God, this was depressing.
She shook a cigarette out of her pack and lit it up. Through the cloud of grey smoke that wreathed her face she saw that Geordie and his friend had finished playing and were p
acking up their instruments. She hadn’t even heard the music stop. Geordie looked up and smiled when he noticed her sitting there. He said something to his companion and the red-haired woman gave Tanya a wave before setting off across Stanton Street. Geordie picked up his fiddle case and climbed the steps to where Tanya was sitting.
“Playing hooky from work?” he asked as he sat down beside her.
“I’d like to be playing hooky from life,” she told him.
Geordie gave her a considering look. “You sound like you need serious cheering up.”
“I’m sorry,” Tanya said. “I don’t mean to whine. I’m just having one of those days. I couldn’t stay at work a minute longer, you know, pretending to be happy.”
Geordie nodded. “I don’t know how you can do it, day after day, the way you do.”
“It’s usually half days.”
“But still.”
“Don’t make me feel more depressed than I already am,” Tanya said.
She managed to find a smile to let him know that he shouldn’t take her too seriously, that he had nothing to do with the way she was feeling.
“So what’s got you so down?” he asked.
Tanya shrugged. “Just the usual.
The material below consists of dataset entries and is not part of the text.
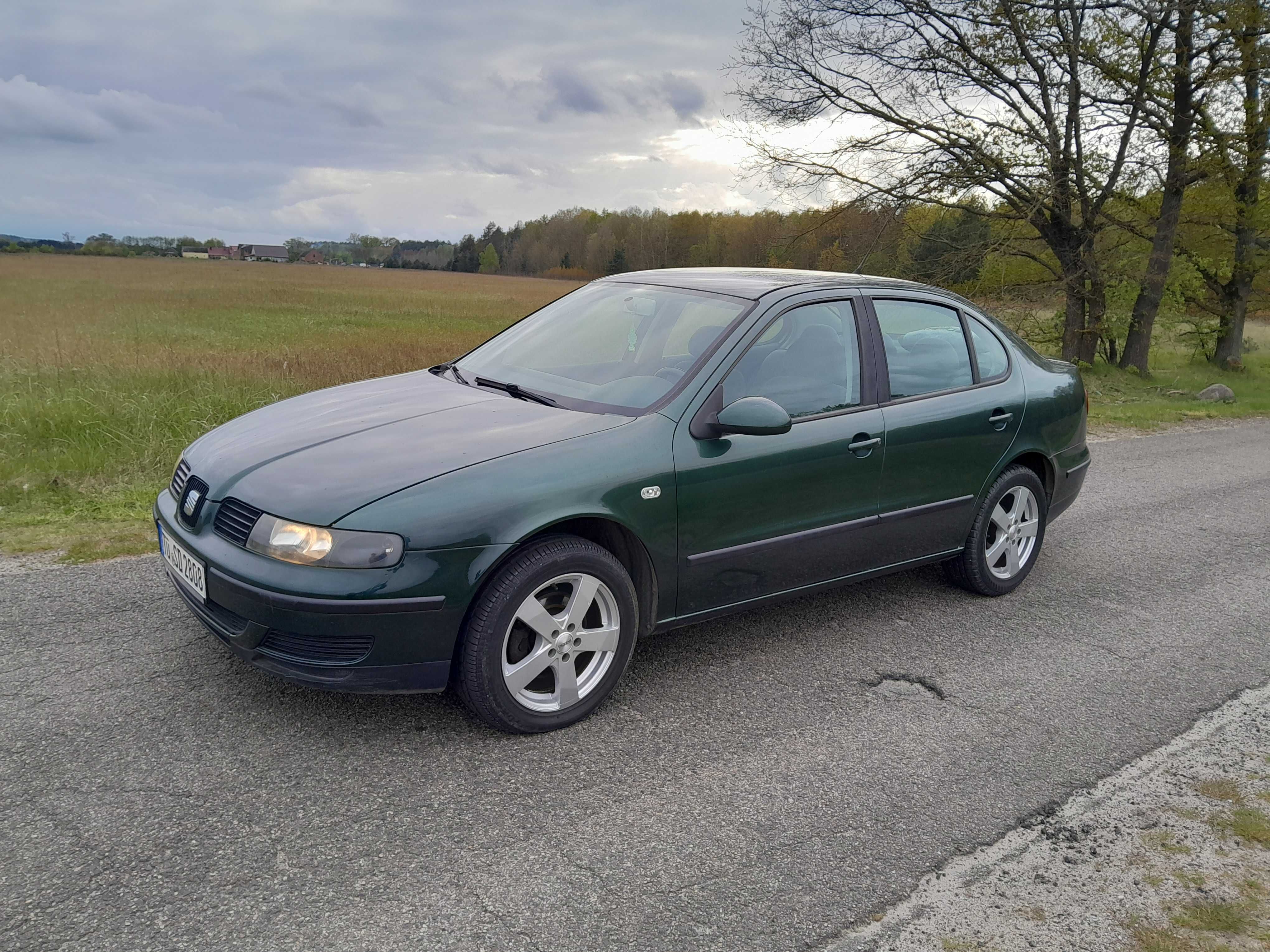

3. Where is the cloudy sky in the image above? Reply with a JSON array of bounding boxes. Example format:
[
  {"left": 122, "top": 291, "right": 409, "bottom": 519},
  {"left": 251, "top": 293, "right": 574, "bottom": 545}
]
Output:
[{"left": 0, "top": 0, "right": 792, "bottom": 241}]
Bad luck with boyfriends. Worse luck in figuring out what I want to do with my life.”
“Who says you have to do something with your life?”
“Oh right. Wouldn’t that make a great epitaph: ‘Here lies Tanya Burns. She vegged through life and now she’s fertilizer.’ ”
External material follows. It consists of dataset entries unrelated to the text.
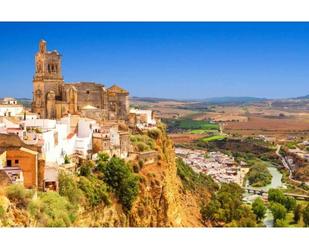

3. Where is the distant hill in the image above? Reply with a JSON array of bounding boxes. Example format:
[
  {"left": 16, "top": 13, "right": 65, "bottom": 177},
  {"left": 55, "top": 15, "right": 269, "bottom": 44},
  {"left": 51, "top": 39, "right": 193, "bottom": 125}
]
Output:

Geordie laughed. “I don’t mean anything so drastic. But really, don’t you think this desperate need to scrabble out a career that most people seem to have is a little overrated?”
“It depends,” Tanya said, “whether you’re doing it for yourself, or for someone else. Do you feel there’s something wrong with your devoting all your time to making music?”
“No. But that’s different. It’s something I want to do.”
Tanya added. “And if you don’t get rich at it, it’s still okay, right? Because you’re doing something you want to do.”